Re: [media] Moving forward with captions / subtitles from Eric Carlson on 2010-02-16 (public-html-a11y@w3.org from February 2010)

From: Eric Carlson <eric.carlson@apple.com>
Date: Mon, 15 Feb 2010 21:29:48 -0800
To: Philip Jägenstedt <philipj@opera.com>
Cc: Silvia Pfeiffer <silviapfeiffer1@gmail.com>, HTML Accessibility Task Force <public-html-a11y@w3.org>
Message-id: <1F57E298-8023-437A-A26D-357360FEF09A@apple.com>
On Feb 15, 2010, at 9:03 PM, Philip Jägenstedt wrote:

> On Tue, 16 Feb 2010 10:22:34 +0800, Eric Carlson <eric.carlson@apple.com> wrote:
> 
>> 
>>  Yikes, teach me to ignore email for 12 hours :-(
>> 
>> 
>> On Feb 15, 2010, at 12:46 AM, Philip Jägenstedt wrote:
>> 
>>> On Mon, 15 Feb 2010 15:19:09 +0800, Eric Carlson <eric.carlson@apple.com> wrote:
>>> 
>>>> 
>>>> On Feb 14, 2010, at 11:06 PM, Philip Jägenstedt wrote:
>>>>> 
>>>>> I think calling the grouping element <track> is a bad idea when it in fact doesn't specify a track but a group of tracks (each track in <source>).
>>>>> 
>>>> But it does not represent a group of tracks!
>>>> 
>>>> The <track> element represents a single track in the presentation, which uses one of the <source> elements as its source of media data.
>>> 
>>> How would this tie into the MediaTrack API and the MediaTracks collection? It is my understanding that each individual stream in a Ogg or MPEG-4 would be a MediaTrack.
>>> 
>> 
>>  Yes, exactly.
>> 
>>> Would a <track> or a <source> represent a MediaTrack? If it is <track>, how would one activate a single <source> via the MediaTracks collection? Or is the intention that source selection in <track> completely determine which <source> is used so that the only way of switching between e.g. languages is rearranging the order of <source>s and calling .load() (or similar)?
>>> 
>>  I am proposing that a <track> be represented by a MediaTrack. The UA would select one of the <source> elements, or the "src" attribute on the <track>, and that file would be used as the track's media data.
>> 
>>  As you note, this *is* different from "alternate tracks" in an MPEG-4 or QuickTime file, but it is different by design. If we represent each <source> by a MediaTrack object we will need to load every source, whether it is displayed or not, to answer questions about it. The MediaTrack object in the multi track API proposal has an ellipsis after "enabled" to represent the other track properties we will want to expose:
>> 
>> interface MediaTrack {
>>  readonly attribute DOMString name;
>>  readonly attribute DOMString role;
>>  readonly attribute DOMString type;
>>  readonly attribute DOMString lang;
>>           attribute boolean enabled;
>>  ...
>> };
>> 
>>  Some of these properties won't be possible to answer without loading and parsing a file (eg. duration), which we shouldn't require for a file that won't be used.
>> 
>>  MPEG-4 and QuickTime files don't have this problem because even if a track's media is external to the movie, the movie file always contains the track meta data so it is possible get it without loading/parsing the track data.
> 
> Good point. My thinking is that attributes of MediaTrack that require loading the track would simply be unavailable when the track is not enabled, like e.g. HTMLMediaElement.duration. At least role, type and lang are available from markup though and should be what the "track selection algorithm" operates on.
> 
  One problem with this is that tracks inside of a media file won't have this restriction. Actually, track added in markup and disabled after the data is loaded won't have this restriction either. This is likely to be very confusing.
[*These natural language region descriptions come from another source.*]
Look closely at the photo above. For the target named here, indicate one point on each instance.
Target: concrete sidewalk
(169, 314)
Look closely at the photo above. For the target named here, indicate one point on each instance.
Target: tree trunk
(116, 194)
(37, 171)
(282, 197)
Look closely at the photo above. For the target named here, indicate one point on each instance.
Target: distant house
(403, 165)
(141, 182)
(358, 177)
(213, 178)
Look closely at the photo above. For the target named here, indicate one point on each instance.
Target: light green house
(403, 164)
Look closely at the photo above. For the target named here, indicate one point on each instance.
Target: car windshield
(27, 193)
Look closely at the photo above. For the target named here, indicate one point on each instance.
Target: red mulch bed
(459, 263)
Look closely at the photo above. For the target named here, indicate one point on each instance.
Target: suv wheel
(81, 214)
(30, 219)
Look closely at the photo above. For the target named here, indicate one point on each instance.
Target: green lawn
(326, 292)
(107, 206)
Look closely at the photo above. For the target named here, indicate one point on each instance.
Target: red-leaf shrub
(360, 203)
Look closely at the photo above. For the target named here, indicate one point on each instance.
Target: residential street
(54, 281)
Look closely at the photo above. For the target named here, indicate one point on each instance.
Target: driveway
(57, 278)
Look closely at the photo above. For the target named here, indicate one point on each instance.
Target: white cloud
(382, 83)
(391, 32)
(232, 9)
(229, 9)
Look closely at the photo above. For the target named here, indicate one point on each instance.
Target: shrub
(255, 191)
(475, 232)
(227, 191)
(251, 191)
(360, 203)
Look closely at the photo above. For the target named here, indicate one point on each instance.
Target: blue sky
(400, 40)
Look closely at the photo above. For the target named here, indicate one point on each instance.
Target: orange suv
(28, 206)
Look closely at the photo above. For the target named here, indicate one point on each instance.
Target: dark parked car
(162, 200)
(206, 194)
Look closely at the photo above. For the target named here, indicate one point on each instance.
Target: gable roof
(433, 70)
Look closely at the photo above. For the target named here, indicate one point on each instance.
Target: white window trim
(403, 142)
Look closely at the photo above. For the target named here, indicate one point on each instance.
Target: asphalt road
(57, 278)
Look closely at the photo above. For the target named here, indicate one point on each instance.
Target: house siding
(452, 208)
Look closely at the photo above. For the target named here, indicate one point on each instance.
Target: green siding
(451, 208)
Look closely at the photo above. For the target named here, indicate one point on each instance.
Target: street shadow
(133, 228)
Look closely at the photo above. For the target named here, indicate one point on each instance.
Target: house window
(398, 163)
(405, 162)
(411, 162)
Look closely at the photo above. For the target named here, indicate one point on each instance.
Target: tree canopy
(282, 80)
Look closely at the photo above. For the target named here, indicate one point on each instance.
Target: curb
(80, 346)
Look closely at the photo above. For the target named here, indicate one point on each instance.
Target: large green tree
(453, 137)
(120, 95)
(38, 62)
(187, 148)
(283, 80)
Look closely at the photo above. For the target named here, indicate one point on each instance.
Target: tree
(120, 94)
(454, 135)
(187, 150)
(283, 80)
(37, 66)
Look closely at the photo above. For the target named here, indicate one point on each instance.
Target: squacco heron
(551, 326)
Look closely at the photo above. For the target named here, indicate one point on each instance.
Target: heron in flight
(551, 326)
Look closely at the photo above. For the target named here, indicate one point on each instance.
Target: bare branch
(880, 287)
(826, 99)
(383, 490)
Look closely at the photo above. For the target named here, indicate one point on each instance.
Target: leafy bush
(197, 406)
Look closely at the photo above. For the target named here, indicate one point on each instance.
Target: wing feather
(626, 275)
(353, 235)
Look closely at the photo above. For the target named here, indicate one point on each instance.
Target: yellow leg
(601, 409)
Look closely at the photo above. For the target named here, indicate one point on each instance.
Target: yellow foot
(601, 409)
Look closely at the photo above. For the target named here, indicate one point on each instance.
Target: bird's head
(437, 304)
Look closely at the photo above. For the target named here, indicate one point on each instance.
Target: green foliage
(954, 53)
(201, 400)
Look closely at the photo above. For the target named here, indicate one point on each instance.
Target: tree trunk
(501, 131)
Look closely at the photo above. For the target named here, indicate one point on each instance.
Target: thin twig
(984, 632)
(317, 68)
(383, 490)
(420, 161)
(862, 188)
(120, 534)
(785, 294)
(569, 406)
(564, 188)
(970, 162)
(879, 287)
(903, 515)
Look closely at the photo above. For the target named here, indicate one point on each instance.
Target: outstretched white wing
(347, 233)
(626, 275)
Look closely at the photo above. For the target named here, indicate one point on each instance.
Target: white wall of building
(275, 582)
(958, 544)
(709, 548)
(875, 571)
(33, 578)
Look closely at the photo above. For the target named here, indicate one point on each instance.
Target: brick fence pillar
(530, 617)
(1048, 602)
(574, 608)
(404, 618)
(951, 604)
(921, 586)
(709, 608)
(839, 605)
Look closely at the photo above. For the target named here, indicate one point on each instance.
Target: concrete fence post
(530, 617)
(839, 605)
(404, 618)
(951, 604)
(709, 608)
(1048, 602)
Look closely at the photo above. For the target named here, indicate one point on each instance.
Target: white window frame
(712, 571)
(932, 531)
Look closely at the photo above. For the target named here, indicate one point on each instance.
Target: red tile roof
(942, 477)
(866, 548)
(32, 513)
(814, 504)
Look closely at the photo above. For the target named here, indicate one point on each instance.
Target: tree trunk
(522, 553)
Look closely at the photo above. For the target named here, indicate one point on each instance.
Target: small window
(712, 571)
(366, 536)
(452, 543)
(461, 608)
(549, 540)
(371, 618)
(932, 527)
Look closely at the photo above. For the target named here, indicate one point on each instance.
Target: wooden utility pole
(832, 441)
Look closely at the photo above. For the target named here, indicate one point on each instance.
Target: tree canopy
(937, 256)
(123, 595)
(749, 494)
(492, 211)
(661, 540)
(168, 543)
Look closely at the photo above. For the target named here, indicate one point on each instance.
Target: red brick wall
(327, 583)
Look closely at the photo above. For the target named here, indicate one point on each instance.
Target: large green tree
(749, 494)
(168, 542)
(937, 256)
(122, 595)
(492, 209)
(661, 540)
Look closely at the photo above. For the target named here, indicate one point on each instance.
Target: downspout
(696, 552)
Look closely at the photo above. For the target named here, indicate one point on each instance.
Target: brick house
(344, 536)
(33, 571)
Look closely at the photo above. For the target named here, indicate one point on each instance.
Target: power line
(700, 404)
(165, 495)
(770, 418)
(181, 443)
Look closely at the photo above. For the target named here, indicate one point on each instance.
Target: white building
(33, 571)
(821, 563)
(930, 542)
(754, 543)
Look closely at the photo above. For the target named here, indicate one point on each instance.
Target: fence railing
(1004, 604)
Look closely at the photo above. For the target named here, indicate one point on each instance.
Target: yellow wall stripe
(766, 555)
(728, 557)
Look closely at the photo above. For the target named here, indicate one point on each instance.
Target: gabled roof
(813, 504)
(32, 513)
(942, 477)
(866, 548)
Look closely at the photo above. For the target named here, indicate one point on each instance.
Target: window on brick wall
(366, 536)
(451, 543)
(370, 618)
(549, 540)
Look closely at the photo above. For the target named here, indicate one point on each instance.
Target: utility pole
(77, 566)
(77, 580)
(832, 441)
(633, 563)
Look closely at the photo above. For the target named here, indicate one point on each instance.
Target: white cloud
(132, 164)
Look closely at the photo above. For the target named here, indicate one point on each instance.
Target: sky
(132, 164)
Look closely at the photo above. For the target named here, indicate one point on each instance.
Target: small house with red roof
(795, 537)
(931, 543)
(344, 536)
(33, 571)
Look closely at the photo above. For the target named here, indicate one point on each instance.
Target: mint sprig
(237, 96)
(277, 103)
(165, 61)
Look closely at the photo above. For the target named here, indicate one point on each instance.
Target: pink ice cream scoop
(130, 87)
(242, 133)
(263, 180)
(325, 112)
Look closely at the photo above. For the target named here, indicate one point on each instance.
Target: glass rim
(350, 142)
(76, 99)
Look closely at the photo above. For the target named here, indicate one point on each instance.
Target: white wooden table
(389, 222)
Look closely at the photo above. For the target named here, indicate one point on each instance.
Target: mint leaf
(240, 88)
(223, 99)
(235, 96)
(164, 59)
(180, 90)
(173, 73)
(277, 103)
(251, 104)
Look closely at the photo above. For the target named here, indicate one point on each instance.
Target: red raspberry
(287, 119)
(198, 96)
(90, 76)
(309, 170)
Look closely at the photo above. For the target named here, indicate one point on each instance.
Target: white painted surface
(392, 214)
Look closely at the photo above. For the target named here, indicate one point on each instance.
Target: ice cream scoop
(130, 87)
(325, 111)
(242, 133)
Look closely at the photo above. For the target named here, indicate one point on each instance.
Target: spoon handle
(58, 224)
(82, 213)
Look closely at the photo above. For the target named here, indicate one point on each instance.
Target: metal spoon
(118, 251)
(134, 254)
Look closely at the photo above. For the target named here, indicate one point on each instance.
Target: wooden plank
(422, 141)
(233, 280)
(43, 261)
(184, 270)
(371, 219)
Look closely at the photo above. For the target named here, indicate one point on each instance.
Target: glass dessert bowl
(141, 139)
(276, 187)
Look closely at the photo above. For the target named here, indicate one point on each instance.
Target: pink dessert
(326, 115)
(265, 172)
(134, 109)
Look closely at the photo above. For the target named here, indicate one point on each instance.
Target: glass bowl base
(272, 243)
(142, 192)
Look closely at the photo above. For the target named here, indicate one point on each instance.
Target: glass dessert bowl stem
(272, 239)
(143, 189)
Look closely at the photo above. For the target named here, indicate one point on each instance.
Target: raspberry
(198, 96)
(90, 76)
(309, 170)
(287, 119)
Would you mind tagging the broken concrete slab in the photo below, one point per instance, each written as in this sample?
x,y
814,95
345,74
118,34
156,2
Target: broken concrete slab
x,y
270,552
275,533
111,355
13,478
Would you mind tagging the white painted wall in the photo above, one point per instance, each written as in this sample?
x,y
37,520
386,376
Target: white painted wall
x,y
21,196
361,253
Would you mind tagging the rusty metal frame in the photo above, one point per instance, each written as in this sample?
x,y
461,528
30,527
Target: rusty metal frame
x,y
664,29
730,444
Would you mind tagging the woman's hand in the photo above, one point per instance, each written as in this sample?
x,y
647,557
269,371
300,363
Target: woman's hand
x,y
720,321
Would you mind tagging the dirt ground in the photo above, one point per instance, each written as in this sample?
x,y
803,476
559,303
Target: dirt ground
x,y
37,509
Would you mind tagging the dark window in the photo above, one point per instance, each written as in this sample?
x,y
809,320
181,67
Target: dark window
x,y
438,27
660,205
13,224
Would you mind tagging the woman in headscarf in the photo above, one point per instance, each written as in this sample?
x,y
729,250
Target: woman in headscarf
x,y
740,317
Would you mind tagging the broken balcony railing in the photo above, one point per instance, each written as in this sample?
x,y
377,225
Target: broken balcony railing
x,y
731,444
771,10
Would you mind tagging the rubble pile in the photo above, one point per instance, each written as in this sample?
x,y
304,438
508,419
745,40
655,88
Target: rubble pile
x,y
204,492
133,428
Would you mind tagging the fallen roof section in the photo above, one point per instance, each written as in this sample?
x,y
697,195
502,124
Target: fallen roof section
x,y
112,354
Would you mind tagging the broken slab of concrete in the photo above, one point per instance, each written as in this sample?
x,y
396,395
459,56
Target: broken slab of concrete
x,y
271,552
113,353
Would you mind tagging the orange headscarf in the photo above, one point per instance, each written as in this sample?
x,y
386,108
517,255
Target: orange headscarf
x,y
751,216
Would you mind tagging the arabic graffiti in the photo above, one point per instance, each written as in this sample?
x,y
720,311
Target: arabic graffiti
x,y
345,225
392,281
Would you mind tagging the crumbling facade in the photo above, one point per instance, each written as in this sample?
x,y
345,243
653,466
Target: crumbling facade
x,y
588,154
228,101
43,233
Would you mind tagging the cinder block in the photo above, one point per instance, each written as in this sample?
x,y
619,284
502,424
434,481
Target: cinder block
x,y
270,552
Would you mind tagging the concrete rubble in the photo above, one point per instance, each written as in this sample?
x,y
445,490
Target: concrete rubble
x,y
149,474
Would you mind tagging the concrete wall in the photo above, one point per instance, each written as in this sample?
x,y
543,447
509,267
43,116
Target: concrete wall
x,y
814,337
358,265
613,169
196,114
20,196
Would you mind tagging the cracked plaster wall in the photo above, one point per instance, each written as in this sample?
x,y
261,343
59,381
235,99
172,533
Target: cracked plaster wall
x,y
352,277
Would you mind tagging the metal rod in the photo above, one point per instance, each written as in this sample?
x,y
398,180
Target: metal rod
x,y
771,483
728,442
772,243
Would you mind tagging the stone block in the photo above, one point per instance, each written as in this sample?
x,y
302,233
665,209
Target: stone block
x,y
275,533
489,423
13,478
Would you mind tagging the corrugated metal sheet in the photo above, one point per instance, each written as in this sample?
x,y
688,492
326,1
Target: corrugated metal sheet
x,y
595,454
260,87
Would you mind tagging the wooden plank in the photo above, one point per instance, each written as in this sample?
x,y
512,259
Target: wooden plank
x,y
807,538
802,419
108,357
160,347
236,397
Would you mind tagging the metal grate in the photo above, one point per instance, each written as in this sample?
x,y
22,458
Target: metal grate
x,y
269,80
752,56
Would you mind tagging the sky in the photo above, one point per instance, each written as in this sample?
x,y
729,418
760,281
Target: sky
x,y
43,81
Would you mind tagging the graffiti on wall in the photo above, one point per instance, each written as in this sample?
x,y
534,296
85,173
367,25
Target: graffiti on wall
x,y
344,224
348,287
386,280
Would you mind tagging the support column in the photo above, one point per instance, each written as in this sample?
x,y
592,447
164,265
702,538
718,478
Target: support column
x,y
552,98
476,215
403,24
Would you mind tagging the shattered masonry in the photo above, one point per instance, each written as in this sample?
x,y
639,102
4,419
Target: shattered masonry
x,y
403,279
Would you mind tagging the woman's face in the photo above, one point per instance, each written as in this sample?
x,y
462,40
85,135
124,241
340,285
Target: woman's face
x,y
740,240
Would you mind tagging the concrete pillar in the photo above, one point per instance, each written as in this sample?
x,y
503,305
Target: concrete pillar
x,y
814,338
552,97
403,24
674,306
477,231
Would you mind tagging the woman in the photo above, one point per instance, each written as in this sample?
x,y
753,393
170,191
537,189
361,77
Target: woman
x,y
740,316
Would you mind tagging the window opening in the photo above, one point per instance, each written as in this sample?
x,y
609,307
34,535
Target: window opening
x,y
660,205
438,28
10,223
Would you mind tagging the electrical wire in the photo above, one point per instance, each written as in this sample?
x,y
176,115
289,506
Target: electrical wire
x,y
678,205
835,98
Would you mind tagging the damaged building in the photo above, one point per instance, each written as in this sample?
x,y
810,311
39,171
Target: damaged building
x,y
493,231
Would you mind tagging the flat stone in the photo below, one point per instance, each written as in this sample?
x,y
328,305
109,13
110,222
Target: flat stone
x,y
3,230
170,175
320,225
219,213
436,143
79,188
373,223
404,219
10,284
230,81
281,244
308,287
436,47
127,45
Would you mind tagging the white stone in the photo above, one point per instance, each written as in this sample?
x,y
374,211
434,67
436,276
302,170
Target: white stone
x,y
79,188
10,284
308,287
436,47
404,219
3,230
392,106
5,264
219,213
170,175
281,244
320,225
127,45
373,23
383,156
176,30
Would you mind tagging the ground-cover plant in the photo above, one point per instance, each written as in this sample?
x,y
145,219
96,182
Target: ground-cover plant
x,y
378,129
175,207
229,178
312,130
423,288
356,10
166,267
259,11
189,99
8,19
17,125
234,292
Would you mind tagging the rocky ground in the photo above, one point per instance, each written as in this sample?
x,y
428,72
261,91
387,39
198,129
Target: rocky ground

> With <track><source>, is it at all possible to use the MediaTracks collection to activate tracks or build scripted menus? While not a must-have feature, it would be nice if the same API can be used to operate on both resource-internal tracks and tracks added with markup.
> 
  Yes, I think it is very important that internal and external tracks are represented in exactly the same way. An object in the MediaTracks collection represents the <source> chosen by the resource selection algorithm. In your complex example from earlier, assuming "video.ogv" has one video and one audio track:

    <video src="video.ogv">
        <track role="SUB">
            <source src="subs.en.srt" srclang="en">
            <source src="subs.sv.srt" srclang="sv">
        </track>
        <track role="CC">
            <source src="cc.en.srt" srclang="en">
            <source src="cc.sv.srt" srclang="sv">
        </track>
    </video>

  Every user would have :

	video.tracks(0).role == 'video' 
	video.tracks(1). role == 'audio' 
	video.tracks(2). role == 'sub' 
	video.tracks(3). role == 'cc'
	video.tracks(0).src == 'video.ogv' 	// the media is in the movie file
	video.tracks(1).src == 'video.ogv' 

  But only users on a Swedish system would have (assuming the first language is chosen if none match the user's system): 

	video.tracks(2).src == 'subs.sv.srt' 
	video.tracks(3).src == 'cc.sv.srt'

  Disabling *any* track is just "video.tracks(n).enabled = false".

eric
Received on Tuesday, 16 February 2010 05:30:23 UTC